I suppose I could have a .Net implementation of STR_AI_CI and process the pattern on the .Net side... but I can think of some cases where it will not do. Such as, what if the pattern itself comes from another database field?

I suppose I could create a database function that would look like (pseudo-code)

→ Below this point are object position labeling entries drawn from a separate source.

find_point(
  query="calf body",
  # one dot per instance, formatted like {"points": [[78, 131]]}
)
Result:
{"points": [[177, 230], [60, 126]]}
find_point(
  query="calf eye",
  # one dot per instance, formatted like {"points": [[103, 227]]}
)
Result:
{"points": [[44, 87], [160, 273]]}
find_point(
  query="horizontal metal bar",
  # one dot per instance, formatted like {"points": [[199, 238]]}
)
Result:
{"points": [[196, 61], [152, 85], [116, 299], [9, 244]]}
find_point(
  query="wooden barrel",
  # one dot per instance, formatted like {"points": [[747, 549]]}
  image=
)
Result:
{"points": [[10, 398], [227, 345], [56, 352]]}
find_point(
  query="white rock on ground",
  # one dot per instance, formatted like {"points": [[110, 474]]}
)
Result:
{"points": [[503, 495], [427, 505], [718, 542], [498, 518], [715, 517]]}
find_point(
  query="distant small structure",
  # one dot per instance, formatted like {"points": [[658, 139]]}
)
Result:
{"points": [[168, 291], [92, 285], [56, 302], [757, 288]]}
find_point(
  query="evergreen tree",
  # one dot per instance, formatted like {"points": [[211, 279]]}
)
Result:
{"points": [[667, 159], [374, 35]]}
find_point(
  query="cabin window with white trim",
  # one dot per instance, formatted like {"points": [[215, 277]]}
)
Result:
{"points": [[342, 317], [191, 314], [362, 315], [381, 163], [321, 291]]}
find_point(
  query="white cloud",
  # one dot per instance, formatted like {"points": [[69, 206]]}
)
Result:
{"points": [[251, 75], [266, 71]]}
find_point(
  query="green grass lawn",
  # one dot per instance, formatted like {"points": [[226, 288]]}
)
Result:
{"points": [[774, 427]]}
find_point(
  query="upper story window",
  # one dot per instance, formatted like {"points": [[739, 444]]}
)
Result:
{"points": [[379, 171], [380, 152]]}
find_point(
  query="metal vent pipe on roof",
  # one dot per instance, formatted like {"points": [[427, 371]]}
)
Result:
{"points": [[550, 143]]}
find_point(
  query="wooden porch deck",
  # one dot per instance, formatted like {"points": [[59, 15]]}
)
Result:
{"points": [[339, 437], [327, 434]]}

function myfunc(a, b) { if str_ai_cs(a) like str_ai_cs(b) return 1 else return 0 }

and do

IRelationPredicateBucket rpb;

...

foreach (string pattern in query.Pattern.Split(' '))
{
    rpb.PredicateExpression.Add(
        ArticleFields.Id.SetExpression(
            new DbFunctionCall("MYFUNC(CONCAT_WS(' ', {0}, {1})",
                new object[] { ArticleFields.Title, ArticleFields.SubTitle }
            )
        ) == 1
    );
}

because then, pretty much everything is possible...

What do you think?

(edit: http://www.llblgen.com/TinyForum//Messages.aspx?ThreadID=10651 suggests using charindex/instr/... function instead of like when comparing two database fields)

Otis avatar
Otis
LLBLGen Pro Team
Posts: 39908
Joined: 17-Aug-2003
# Posted on: 26-Jan-2008 11:32:35   

What you run into is indeed a problem, MySql is the only db which uses a function to concat strings. You can always go for using a specific predicate class, based on the sourcecode of one of the predicate classes provided, to make coding the predicates less problematic.